What is a Forex Broker, its Functions, and How to Choose a Broker?

To perform trading operations, a trader requires access to the interbank Forex market, which is provided by a broker. In other words, a broker is an intermediary. On the Forex market, a broker fulfills the above-mentioned functions and acts as an intermediary between an interbank currency facility and a trader.

A Forex broker is a legal entity that has all required documents for operating on the Forex market, such as a license, registrations, etc. The entity has the right to provide access to Forex resources to practically everybody who wants it, both individuals and other legal entities. Licenses and permits for providing brokerage services are issued according to the country’s legislation where a company is registered.

Broker’s functions

The major activity of a Forex broker is providing access to trading on the intrabank currency market to everyone who wants it:

• Providing clients with trading platforms (terminals).

• Providing them with the leverage from 1:2 to 1:5000 for trading on their accounts.

• Collection and storage of data on all transactions performed by a client (transaction history).

• Online feed of current quotes for all available trading instruments.

• Providing informational and educational services on trading.

Broker’s earning

A broker gets its major earnings from spreads. Spread is a difference between Ask and Bid prices of an asset.
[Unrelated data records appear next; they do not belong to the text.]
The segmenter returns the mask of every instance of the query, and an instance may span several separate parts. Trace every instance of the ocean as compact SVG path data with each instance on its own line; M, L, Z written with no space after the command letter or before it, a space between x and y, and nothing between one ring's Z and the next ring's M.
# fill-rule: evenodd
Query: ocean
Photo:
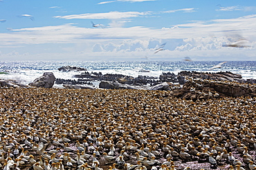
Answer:
M57 78L77 80L73 77L83 72L60 72L62 66L86 68L89 72L118 74L137 77L139 75L158 77L163 72L177 74L181 71L203 72L231 72L244 79L256 79L256 61L228 61L221 68L210 69L223 61L0 61L0 79L19 81L28 85L44 72L53 72ZM141 72L140 70L146 70ZM95 83L97 85L97 83ZM54 86L60 86L55 85Z

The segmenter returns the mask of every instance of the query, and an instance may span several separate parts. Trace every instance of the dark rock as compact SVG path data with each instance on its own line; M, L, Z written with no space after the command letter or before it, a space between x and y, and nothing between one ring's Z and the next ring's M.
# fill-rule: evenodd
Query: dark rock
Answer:
M179 83L180 85L184 85L186 83L186 80L185 78L185 76L178 76L177 79L178 79Z
M63 85L63 87L65 87L66 89L95 89L93 87L89 87L89 86L82 86L82 85Z
M21 84L16 81L0 80L0 87L18 88L18 87L28 87L28 86Z
M69 65L67 66L62 66L60 68L58 68L59 71L62 72L83 72L83 71L87 71L85 68L78 67L71 67Z
M100 83L99 88L111 89L149 89L147 87L131 85L106 81L102 81Z
M150 89L151 90L171 90L171 88L170 87L169 85L166 82L163 82L161 84L156 85L155 86L153 86Z
M33 83L29 83L29 85L37 87L51 88L53 86L56 78L52 72L45 72L44 75L37 78Z
M193 100L227 96L255 97L256 85L190 78L182 89L174 89L170 94L178 98Z

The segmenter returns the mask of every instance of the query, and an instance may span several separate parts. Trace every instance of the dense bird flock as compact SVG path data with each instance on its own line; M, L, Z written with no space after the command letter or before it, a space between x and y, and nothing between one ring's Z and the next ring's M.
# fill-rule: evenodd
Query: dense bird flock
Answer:
M252 98L1 89L0 169L256 169Z

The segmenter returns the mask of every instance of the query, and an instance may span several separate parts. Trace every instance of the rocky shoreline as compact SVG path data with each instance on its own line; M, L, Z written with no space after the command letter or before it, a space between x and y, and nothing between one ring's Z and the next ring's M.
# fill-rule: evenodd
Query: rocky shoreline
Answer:
M66 89L165 90L170 91L174 97L193 100L227 96L256 96L256 80L245 80L241 75L230 72L210 73L183 71L177 75L163 72L159 77L132 77L122 74L84 72L75 74L74 77L78 79L56 78L53 73L46 72L29 83L28 86L17 81L3 80L0 81L0 85L1 87L12 88L51 88L55 83L62 85L63 88ZM94 86L93 82L98 82L98 87Z

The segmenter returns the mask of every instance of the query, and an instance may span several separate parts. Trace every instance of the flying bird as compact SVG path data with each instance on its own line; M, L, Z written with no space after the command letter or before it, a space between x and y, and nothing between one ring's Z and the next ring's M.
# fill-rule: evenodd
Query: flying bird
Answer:
M101 27L101 26L104 26L104 25L100 24L100 23L95 24L93 21L91 21L91 24L93 24L93 27Z
M160 51L165 50L165 49L163 49L163 47L165 47L165 44L166 44L166 43L164 43L163 44L161 44L161 45L160 45L160 47L156 49L156 51L154 54L156 54Z
M192 61L192 60L189 56L185 57L185 59L183 59L183 61Z
M230 39L230 43L228 44L222 45L222 47L250 47L250 41L243 37L239 33L232 32L233 30L228 30L227 32L231 32L227 35L227 37Z
M211 68L210 68L209 70L212 70L215 69L215 68L221 68L221 67L222 67L221 65L223 64L226 63L227 63L227 61L224 61L224 62L220 63L219 63L219 64L217 64L217 65L212 67Z
M18 17L28 17L30 19L31 19L32 21L34 21L35 20L35 18L33 16L30 15L30 14L21 14L21 15L19 15L17 16Z
M242 39L230 44L222 45L222 47L250 47L249 41Z

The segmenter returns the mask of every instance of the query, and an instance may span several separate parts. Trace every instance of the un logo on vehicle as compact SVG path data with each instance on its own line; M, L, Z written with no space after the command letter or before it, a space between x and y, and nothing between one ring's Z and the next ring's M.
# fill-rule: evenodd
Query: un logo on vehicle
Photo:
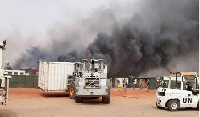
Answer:
M183 103L192 103L192 98L183 98Z

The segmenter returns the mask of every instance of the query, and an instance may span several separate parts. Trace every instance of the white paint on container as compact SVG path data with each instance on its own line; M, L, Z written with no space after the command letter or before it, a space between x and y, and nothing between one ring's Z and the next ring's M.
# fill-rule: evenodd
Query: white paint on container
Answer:
M73 75L72 62L39 62L38 86L45 92L65 92L68 76Z

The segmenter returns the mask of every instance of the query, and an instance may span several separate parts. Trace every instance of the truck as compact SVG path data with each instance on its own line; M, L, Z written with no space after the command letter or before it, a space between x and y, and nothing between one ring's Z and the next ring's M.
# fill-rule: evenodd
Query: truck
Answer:
M175 87L172 87L172 84ZM158 87L156 106L177 111L179 108L199 110L199 77L197 72L170 72L168 87Z
M107 65L103 59L39 61L38 86L44 92L69 92L70 99L76 103L99 97L103 103L110 103L110 79L107 79Z
M3 50L6 49L6 40L0 43L0 103L2 105L7 105L8 103L8 92L9 92L9 79L10 75L5 74L2 65L2 54Z
M98 99L110 103L110 79L107 79L107 65L103 59L83 59L75 63L75 72L69 77L69 97L76 103L84 99Z

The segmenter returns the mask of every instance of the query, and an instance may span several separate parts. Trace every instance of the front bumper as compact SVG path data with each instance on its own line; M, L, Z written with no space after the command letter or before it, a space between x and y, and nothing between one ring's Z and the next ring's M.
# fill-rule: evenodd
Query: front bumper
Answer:
M156 105L159 107L165 107L166 100L161 99L161 97L157 97Z
M109 88L101 88L101 89L83 89L76 88L76 96L81 97L102 97L109 96L110 90Z

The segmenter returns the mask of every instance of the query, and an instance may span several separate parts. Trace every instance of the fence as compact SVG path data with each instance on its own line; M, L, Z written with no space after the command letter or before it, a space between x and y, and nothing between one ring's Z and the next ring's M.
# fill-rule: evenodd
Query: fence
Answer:
M10 88L38 88L38 76L13 75Z

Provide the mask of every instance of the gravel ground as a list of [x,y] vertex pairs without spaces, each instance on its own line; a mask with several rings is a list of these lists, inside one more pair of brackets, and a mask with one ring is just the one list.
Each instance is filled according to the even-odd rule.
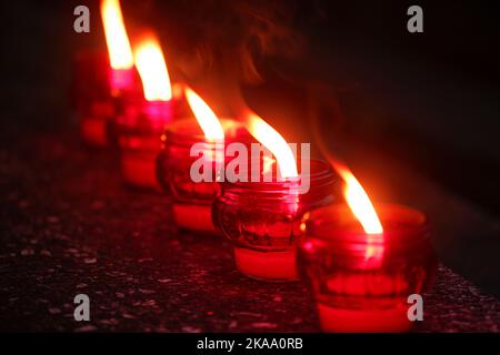
[[[73,133],[0,150],[0,331],[317,332],[299,283],[240,275],[230,244],[177,231],[168,197],[123,185]],[[88,294],[91,322],[73,320]],[[421,332],[498,332],[500,302],[440,266]]]

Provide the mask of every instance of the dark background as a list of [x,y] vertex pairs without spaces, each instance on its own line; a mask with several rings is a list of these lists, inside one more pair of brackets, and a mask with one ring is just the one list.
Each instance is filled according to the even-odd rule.
[[[89,34],[72,30],[77,4],[91,8]],[[2,2],[2,150],[32,134],[77,130],[68,99],[71,59],[104,45],[96,4]],[[407,31],[410,4],[423,8],[423,33]],[[133,18],[130,9],[126,17]],[[262,59],[266,80],[246,88],[249,103],[290,141],[313,141],[303,98],[308,83],[323,83],[336,102],[319,114],[323,138],[370,195],[424,210],[436,224],[440,258],[500,295],[494,1],[324,1],[299,2],[299,9],[307,52]],[[301,21],[302,14],[318,18]]]

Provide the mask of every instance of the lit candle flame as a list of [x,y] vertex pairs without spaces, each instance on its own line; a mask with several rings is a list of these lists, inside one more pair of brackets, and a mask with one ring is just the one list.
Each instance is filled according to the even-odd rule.
[[296,158],[281,134],[253,112],[247,119],[250,134],[276,156],[281,178],[298,178]]
[[101,18],[112,69],[132,69],[133,55],[119,0],[101,1]]
[[379,216],[377,215],[370,197],[368,197],[364,189],[354,178],[349,168],[340,162],[333,163],[333,168],[346,182],[346,187],[343,190],[346,201],[354,216],[361,223],[364,232],[367,234],[383,233],[382,224],[380,223]]
[[189,106],[204,133],[204,138],[208,140],[223,140],[224,131],[216,113],[194,91],[186,88],[184,92]]
[[144,37],[133,48],[133,54],[146,100],[169,101],[172,99],[170,77],[158,39],[152,34]]

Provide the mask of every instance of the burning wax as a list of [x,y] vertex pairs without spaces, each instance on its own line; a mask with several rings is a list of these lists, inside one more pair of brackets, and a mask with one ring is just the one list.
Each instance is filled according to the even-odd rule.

Commission for performance of trading operations. In addition to spreads, some brokers charge traders with the commission for their transactions. It’s not very common for the Forex market, but when it comes to stock markets, the commission is the primary source of a broker’s earnings.

Providing educational content and programs for free (depending on service) or on a paid basis. A broker can offer its clients different free-of-charge educational and bonus programs, but charge them, for example, for trading signals or online customer support. In some cases, a broker may charge its clients for using specific software.

As a rule, terminals on the Forex market are provided for free, but in the case of trading on stock markets, one may have to pay. Terminals that are intended for trading on such markets usually charge a monthly fee. Apart from this, a broker may offer paid access to specific software.

How to choose a broker?

The first thing one should pay attention to is whether a broker has a complete package of licenses and permits for working on the Forex market or not.

After that, it would be wise to check for how long a broker has been operating on the market.

One should go for forex companies that have been in the industry for a long period of time. It doesn’t mean that any brokerage company that appeared on the market not long time ago is bad by definition. Even if it is a very promising and prospective “novice”, no one can be sure of its success/failure in the future, because the industry is full of powerful competition.

Reading reviews of a company might also be helpful. There are plenty of independent resources floating around the World Wide Web where one can read about other traders’ experience of cooperation with any given forex broker.

The next thing to do is to read services provision terms carefully, compare spreads and commissions, lists of available instruments and their specifications. Conditions at different companies may vary significantly. For example, there are brokers that offer fixed spreads regardless of the current market situation. It’s a trader’s choice to decide whether it is good or bad.

Compare the number and types of available trading platforms (terminals). MetaTrader 4 has been the most popular platform for trading on the Forex market for years but there are a lot of other terminals, including mobile versions, which are very topical in the modern world. After learning about their features and characteristics, one can choose the most suitable variant.

Read about complementary services offered by a broker, such as individual training, daily analytics, both texts and videos, trading signals, etc.

Find out about methods of depositing and withdrawing funds that are offered by a forex company. A variety of payment systems, request processing speed, and limits for transactions may sometimes be a winning argument for a trader in matters of cooperation.